Hoshino (2026), in a preprint1, proposes exactly that: searching through history for periods with "similar market structure" and blending their covariance matrices to build better portfolios.

The bottom line first: the method reproduces the paper's results almost exactly. But after transaction costs, it performs no better than the simplest estimation method (Ledoit-Wolf). Below, we trace why.

Why Use "Similar Periods"?

When building a portfolio, you need to estimate how much assets move together — the "covariance matrix." This matrix changes dramatically by market regime. Correlation patterns during the Lehman crisis look nothing like those in a calm bull market.

The naive approach estimates from the most recent 250 days, but with 49 industries that means 1,225 parameters — too many for the data, producing noisy estimates. Averaging over 20 years reduces noise but introduces bias from irrelevant regimes.

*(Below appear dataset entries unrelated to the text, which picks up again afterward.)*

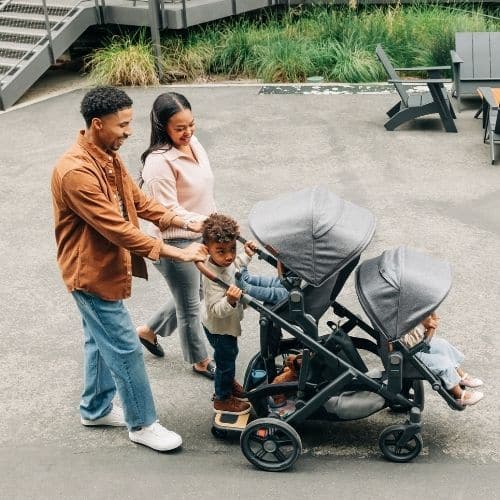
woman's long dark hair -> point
(165, 106)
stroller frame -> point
(262, 440)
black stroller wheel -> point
(271, 444)
(399, 452)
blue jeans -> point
(182, 311)
(113, 360)
(263, 288)
(225, 354)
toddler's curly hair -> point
(219, 228)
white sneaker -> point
(470, 398)
(157, 437)
(114, 418)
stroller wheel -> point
(271, 444)
(395, 450)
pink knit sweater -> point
(182, 185)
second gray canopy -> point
(313, 232)
(400, 288)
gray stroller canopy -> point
(314, 232)
(400, 288)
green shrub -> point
(288, 45)
(126, 60)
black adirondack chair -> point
(476, 63)
(491, 119)
(412, 106)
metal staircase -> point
(32, 36)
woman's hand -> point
(233, 294)
(250, 248)
(195, 252)
(196, 227)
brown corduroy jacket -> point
(98, 247)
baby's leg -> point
(442, 347)
(441, 366)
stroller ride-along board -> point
(318, 238)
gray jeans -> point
(182, 311)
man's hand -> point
(431, 322)
(250, 248)
(233, 294)
(196, 252)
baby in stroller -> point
(319, 237)
(444, 360)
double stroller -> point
(318, 238)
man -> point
(99, 248)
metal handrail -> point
(42, 40)
(2, 7)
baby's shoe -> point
(468, 381)
(238, 392)
(470, 398)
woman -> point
(177, 173)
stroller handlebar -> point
(261, 254)
(203, 268)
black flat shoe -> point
(155, 349)
(208, 372)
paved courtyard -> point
(428, 189)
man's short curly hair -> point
(103, 100)
(220, 228)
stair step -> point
(14, 45)
(52, 10)
(14, 54)
(6, 65)
(24, 35)
(34, 21)
(3, 69)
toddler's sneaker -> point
(470, 398)
(468, 381)
(238, 392)
(114, 418)
(231, 405)
(157, 437)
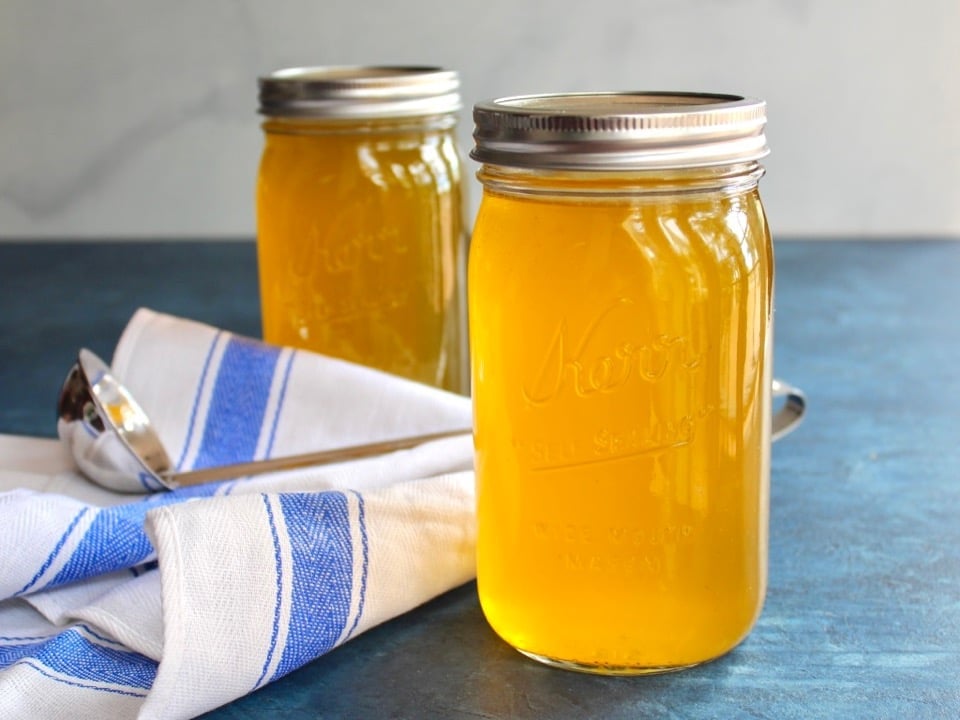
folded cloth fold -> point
(150, 606)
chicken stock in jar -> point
(359, 218)
(620, 304)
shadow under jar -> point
(360, 221)
(620, 303)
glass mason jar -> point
(359, 218)
(620, 304)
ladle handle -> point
(290, 462)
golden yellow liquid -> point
(359, 241)
(621, 383)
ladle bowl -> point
(116, 446)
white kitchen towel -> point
(150, 606)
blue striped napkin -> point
(148, 606)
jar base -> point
(606, 669)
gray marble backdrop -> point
(138, 119)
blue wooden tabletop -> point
(862, 618)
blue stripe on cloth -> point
(196, 400)
(238, 404)
(54, 553)
(74, 659)
(116, 539)
(85, 685)
(318, 526)
(283, 395)
(278, 565)
(362, 520)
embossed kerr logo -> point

This method targets the middle ground. It finds the 10 most similar past market structures and synthesizes their covariance matrices via maximum likelihood estimation. By selecting only similar regimes, it should have less bias than the full-period average and less noise than the 250-day window — at least in theory.

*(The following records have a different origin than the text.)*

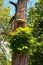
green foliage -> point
(20, 40)
(35, 17)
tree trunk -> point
(20, 21)
(19, 60)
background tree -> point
(35, 16)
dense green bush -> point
(20, 40)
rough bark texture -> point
(20, 21)
(19, 60)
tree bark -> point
(19, 60)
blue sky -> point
(12, 8)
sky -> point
(12, 8)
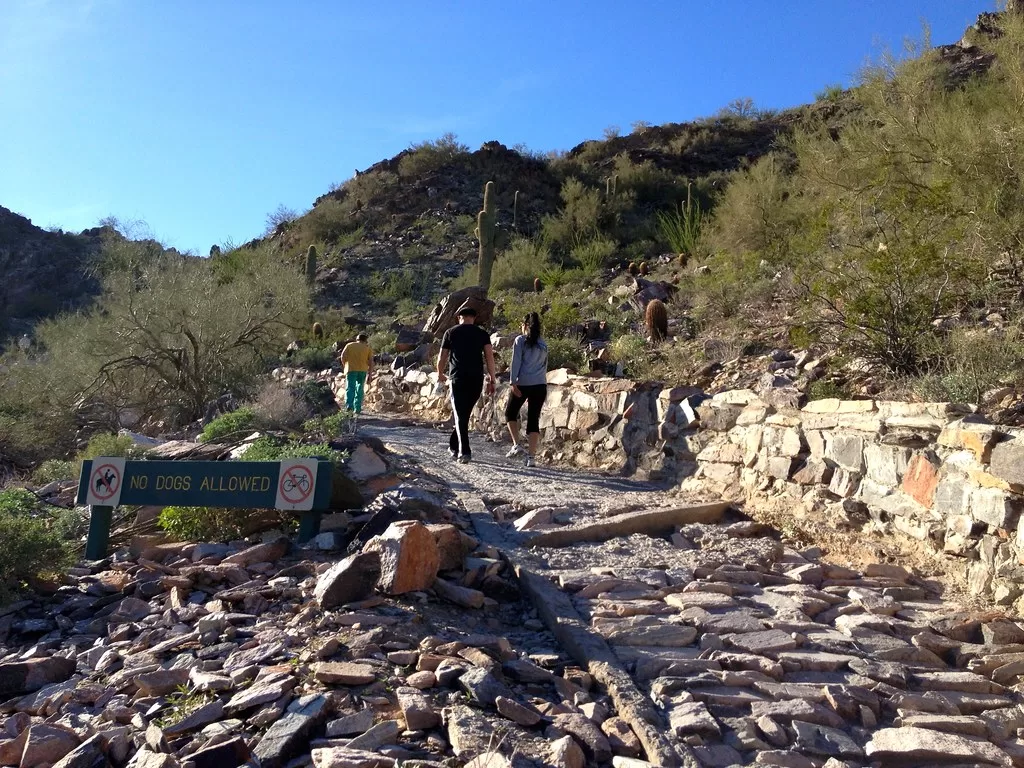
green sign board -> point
(296, 484)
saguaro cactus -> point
(311, 264)
(656, 320)
(485, 220)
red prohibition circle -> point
(296, 487)
(110, 481)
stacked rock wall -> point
(932, 471)
(935, 472)
(615, 425)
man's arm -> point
(488, 355)
(442, 365)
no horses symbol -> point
(295, 488)
(105, 481)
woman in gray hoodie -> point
(529, 385)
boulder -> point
(349, 581)
(409, 557)
(443, 315)
(25, 677)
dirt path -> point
(491, 475)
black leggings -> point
(465, 393)
(534, 395)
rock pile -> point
(760, 654)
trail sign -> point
(105, 480)
(295, 484)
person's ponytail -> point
(532, 324)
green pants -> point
(353, 395)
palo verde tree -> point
(171, 333)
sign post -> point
(294, 484)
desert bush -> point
(317, 396)
(311, 357)
(233, 425)
(280, 407)
(516, 267)
(383, 341)
(594, 255)
(184, 336)
(634, 352)
(32, 544)
(646, 180)
(327, 427)
(281, 215)
(111, 444)
(823, 389)
(329, 220)
(969, 363)
(204, 523)
(407, 283)
(54, 469)
(564, 352)
(270, 450)
(578, 221)
(428, 157)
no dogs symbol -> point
(295, 487)
(105, 480)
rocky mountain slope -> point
(44, 271)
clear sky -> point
(200, 117)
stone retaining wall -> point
(615, 425)
(935, 472)
(932, 471)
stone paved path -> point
(756, 653)
(492, 475)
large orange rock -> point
(921, 479)
(409, 557)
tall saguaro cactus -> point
(311, 264)
(485, 220)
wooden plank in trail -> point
(588, 648)
(652, 522)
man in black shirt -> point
(464, 350)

So how does it define "similar"? This is the core of the method.

How Is "Similarity" Measured?

Four types of features are used to measure market structure similarity, falling into two categories: network-derived and matrix-derived.

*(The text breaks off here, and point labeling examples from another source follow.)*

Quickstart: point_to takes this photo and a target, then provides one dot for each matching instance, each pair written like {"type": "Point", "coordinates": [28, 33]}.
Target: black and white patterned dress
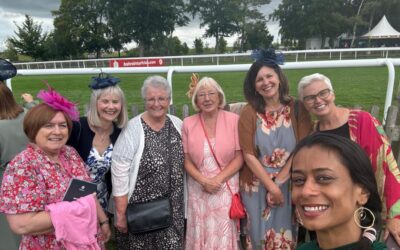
{"type": "Point", "coordinates": [153, 182]}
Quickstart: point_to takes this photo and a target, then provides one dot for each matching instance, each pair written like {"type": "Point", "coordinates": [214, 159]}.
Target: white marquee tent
{"type": "Point", "coordinates": [383, 30]}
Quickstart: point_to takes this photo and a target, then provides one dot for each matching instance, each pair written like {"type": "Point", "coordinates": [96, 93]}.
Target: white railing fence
{"type": "Point", "coordinates": [388, 62]}
{"type": "Point", "coordinates": [220, 59]}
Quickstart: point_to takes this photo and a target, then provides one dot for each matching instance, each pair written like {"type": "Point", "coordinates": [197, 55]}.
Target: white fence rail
{"type": "Point", "coordinates": [388, 62]}
{"type": "Point", "coordinates": [218, 59]}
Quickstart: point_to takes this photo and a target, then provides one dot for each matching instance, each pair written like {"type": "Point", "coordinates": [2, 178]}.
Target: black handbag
{"type": "Point", "coordinates": [149, 216]}
{"type": "Point", "coordinates": [152, 215]}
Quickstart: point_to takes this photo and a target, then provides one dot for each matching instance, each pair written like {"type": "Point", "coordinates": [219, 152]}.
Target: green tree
{"type": "Point", "coordinates": [83, 24]}
{"type": "Point", "coordinates": [185, 48]}
{"type": "Point", "coordinates": [249, 13]}
{"type": "Point", "coordinates": [222, 45]}
{"type": "Point", "coordinates": [29, 38]}
{"type": "Point", "coordinates": [198, 46]}
{"type": "Point", "coordinates": [10, 52]}
{"type": "Point", "coordinates": [220, 17]}
{"type": "Point", "coordinates": [257, 36]}
{"type": "Point", "coordinates": [152, 19]}
{"type": "Point", "coordinates": [120, 31]}
{"type": "Point", "coordinates": [301, 19]}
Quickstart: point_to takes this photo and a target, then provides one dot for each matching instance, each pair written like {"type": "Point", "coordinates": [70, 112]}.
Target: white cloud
{"type": "Point", "coordinates": [13, 12]}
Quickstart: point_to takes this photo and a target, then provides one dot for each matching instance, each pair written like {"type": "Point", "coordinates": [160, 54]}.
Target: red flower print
{"type": "Point", "coordinates": [277, 159]}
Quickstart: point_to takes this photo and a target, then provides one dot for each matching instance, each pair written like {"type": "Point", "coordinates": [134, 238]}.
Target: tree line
{"type": "Point", "coordinates": [97, 26]}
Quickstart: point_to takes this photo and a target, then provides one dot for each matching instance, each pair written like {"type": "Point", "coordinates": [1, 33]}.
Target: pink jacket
{"type": "Point", "coordinates": [226, 141]}
{"type": "Point", "coordinates": [75, 223]}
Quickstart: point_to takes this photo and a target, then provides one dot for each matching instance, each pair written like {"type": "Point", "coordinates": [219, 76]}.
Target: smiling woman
{"type": "Point", "coordinates": [37, 179]}
{"type": "Point", "coordinates": [147, 165]}
{"type": "Point", "coordinates": [335, 193]}
{"type": "Point", "coordinates": [94, 136]}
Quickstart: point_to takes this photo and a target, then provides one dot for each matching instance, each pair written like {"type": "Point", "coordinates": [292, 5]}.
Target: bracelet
{"type": "Point", "coordinates": [277, 182]}
{"type": "Point", "coordinates": [104, 222]}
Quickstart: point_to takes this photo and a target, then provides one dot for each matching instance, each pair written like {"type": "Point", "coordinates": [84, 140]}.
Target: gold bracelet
{"type": "Point", "coordinates": [105, 222]}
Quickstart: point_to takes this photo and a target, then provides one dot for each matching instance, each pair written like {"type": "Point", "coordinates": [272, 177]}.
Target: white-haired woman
{"type": "Point", "coordinates": [148, 165]}
{"type": "Point", "coordinates": [94, 136]}
{"type": "Point", "coordinates": [319, 98]}
{"type": "Point", "coordinates": [213, 177]}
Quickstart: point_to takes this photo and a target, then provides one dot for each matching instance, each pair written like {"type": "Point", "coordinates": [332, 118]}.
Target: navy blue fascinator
{"type": "Point", "coordinates": [103, 81]}
{"type": "Point", "coordinates": [268, 56]}
{"type": "Point", "coordinates": [7, 70]}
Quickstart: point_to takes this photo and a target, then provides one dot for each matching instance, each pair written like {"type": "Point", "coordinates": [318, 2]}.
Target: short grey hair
{"type": "Point", "coordinates": [307, 80]}
{"type": "Point", "coordinates": [157, 82]}
{"type": "Point", "coordinates": [208, 82]}
{"type": "Point", "coordinates": [93, 114]}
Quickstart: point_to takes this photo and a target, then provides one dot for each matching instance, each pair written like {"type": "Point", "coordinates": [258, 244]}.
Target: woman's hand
{"type": "Point", "coordinates": [211, 185]}
{"type": "Point", "coordinates": [106, 231]}
{"type": "Point", "coordinates": [27, 97]}
{"type": "Point", "coordinates": [274, 197]}
{"type": "Point", "coordinates": [393, 227]}
{"type": "Point", "coordinates": [121, 223]}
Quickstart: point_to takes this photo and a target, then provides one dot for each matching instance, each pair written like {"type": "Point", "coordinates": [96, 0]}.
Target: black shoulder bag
{"type": "Point", "coordinates": [153, 215]}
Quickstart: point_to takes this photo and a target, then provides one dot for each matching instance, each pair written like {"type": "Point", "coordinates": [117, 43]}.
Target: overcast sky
{"type": "Point", "coordinates": [13, 11]}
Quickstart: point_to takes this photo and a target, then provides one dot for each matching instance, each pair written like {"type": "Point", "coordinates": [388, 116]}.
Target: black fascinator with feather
{"type": "Point", "coordinates": [103, 81]}
{"type": "Point", "coordinates": [268, 56]}
{"type": "Point", "coordinates": [7, 70]}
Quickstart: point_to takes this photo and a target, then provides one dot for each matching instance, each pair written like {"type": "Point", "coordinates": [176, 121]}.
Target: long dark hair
{"type": "Point", "coordinates": [353, 157]}
{"type": "Point", "coordinates": [249, 86]}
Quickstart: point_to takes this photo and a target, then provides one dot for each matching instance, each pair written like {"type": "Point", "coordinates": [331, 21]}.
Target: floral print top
{"type": "Point", "coordinates": [32, 181]}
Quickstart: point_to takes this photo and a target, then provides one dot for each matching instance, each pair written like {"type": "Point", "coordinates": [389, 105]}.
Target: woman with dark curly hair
{"type": "Point", "coordinates": [269, 127]}
{"type": "Point", "coordinates": [335, 193]}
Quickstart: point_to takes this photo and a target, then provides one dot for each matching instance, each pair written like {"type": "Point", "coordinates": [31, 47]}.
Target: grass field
{"type": "Point", "coordinates": [353, 86]}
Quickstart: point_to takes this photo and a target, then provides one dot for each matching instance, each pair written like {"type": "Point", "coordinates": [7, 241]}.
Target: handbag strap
{"type": "Point", "coordinates": [169, 157]}
{"type": "Point", "coordinates": [212, 151]}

Network-based (graph constructed from inter-industry correlations)

  1. Fiedler vector: Extracts graph structure features. Captures whether the market tends to split into two groups
  2. Closeness centrality: Quantifies how "close" each industry is to others on the network. Represents the distribution of market "connectivity"

Matrix-based (extracted directly from the covariance matrix)

  1. Leading eigenvector: The dominant direction of variation in the covariance matrix. Shows where overall market risk is concentrated
  2. Eigenvalue distribution: Whether risk concentrates in a few factors or is dispersed

Historical time points where these features are closest to "now" are identified, and their covariance matrices are used to build the portfolio. How much improvement did the paper achieve?

Paper Results

The evaluation uses Fama-French 49 Industry Portfolios2 (US, from 1926) over January 2006 to December 2025. Benchmarks are the sample covariance and Ledoit-Wolf shrinkage estimation3. The metric is the risk-return ratio (annualized return ÷ annualized risk) — higher means better risk-adjusted returns.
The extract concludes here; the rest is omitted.